Doing Less with More
During times of hardship when budgets are restricted, it becomes more important than ever to invest in the most efficient security improvements. Targeting low-cost but high-impact security controls is the most effective way to get more security performance per dollar spent, but it’s easier said than done. This is where automated performance management tools come in. Being able to objectively measure your performance in attaining security goals is imperative, as it is what ultimately allows you to make the best decisions when it comes to how best to allocate resources. With access to historical, current, and future performance metrics it becomes significantly easier to identify which performance metrics will be the most cost-effective increases to target. When key decision-making individuals can see the tangible effects of their investment in the organization’s cybersecurity performance metrics, it allows for targeted and meaningful spending towards actual improvements. Instead of throwing money at the problem and hoping for success, it becomes possible to methodically target every security measure that has the highest impact on reducing risk while reducing overall spending on inefficient security improvements.
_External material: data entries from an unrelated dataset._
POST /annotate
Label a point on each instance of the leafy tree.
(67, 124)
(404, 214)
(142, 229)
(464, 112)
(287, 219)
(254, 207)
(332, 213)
In the best of times, in the worst of times
Even when times are uncertain and budgets slim, it’s critical to maintain an effective cybersecurity program. The pressure from persistent threats will always be there, and to relax your organization’s cybersecurity performance standards is tempting fate. While it’s important that organizations always seek to be efficient in their cybersecurity spending, it’s absolutely critical that this principle be applied when working with a reduced budget. Targeting the most high-impact cybersecurity performance metrics with the most cost-effective automated solutions is the best way to do the most with the least amount of security spend.